I’m also not calling for Winter Fridays to replace Summer Fridays. That’s scarcity mindset! We should instead expand to “Fridays:” Year-round, permanent little Friday Treats. Spring Fridays and Fall Fridays too. Think about all the life things that you never have time for during the week that you could suddenly do, like go to the post office or take a walk or call your mom. Do it in the daylight hours of your free Friday. You’d be so much happier!
What if Winter Fridays were merely the gateway to reimagining our standard work schedules as a four-day workweek? If you manage people, you should want your workers to be happy and productive, and from what research I’ve done about workplaces and countries that have trialled the four-day workweek, such a setup certainly appears, at least anecdotally, to improve both of those things. Here’s a recent report from NPR about the implementation of a four-day workweek:
In the U.S., Shake Shack started testing the idea a year and a half ago. The burger chain shortened managers’ workweeks to four days at some stores and found that recruitment spiked, especially among women.
Shake Shack’s president, Tara Comonte, says the staff loved the perk: “Being able to take their kids to school a day a week, or one day less of having to pay for day care, for example.”
So the company recently expanded its trial to a third of its 164 U.S. stores. Offering that benefit required Shake Shack to find time savings elsewhere, so it switched to computer software to track supplies of ground beef, for example.
“It was a way to increase flexibility,” Comonte says of the shorter week. “Corporate environments have had flexible work policies for a while now. That’s not so easy to do in the restaurant business.”
I imagine implementing even a bastardized version of the four-day workweek, with a formal plan in place to have your employees stop working at 1 p.m. on Fridays every week, all year, would have a similar effect.

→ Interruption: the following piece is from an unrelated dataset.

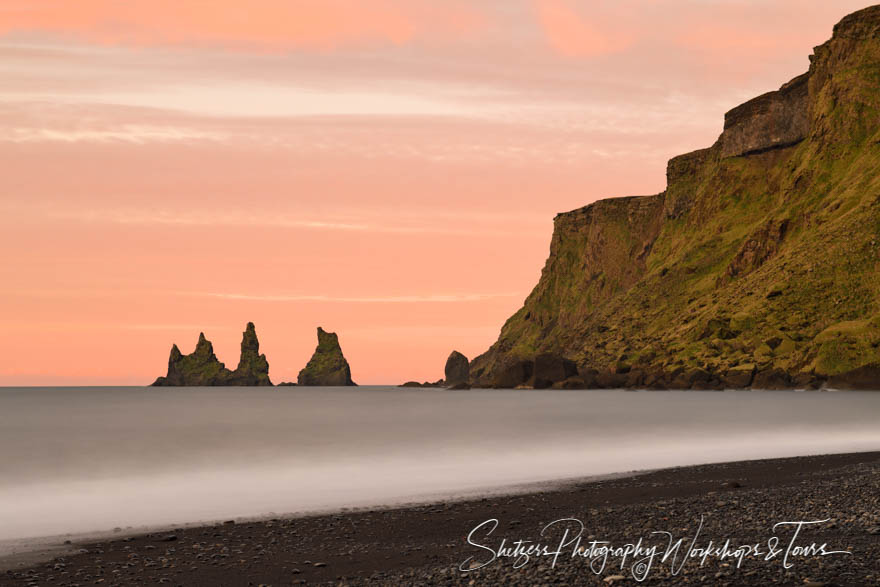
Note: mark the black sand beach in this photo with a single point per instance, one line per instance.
(427, 544)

There’s also a logistical aspect to Winter Fridays: Letting people potentially skip coming into the office one day a week during a time of year when the weather sucks probably makes their lives easier. I spent four years trudging half a mile uphill through literal snowbanks to go to class in college. Something like this would have been nice to have in Central New York then. And certainly people would appreciate it in different parts of the U.S. where it’s too hot during the summer to enjoy a proper Summer Friday, but just cool enough during the winter to take advantage of those dwindling sunlit hours.
I recently asked my Instagram followers how they’re doing and the average answer of the 100 or so people who responded ranged from “Approaching a nervous breakdown” to “Really bad, queen.” Everyone I know seems to be one bad day away from completely losing their minds. We’re experiencing Meltdown May-levels of manic Twitter Discourse as we near the end of the year. Winter Fridays would give us all a much-needed mental break during an already-depressing time of the year. Why not try it? We have nothing to lose, aside from our futile attempts to force our two remaining brain cells to function from 4 to 6 p.m. on Fridays.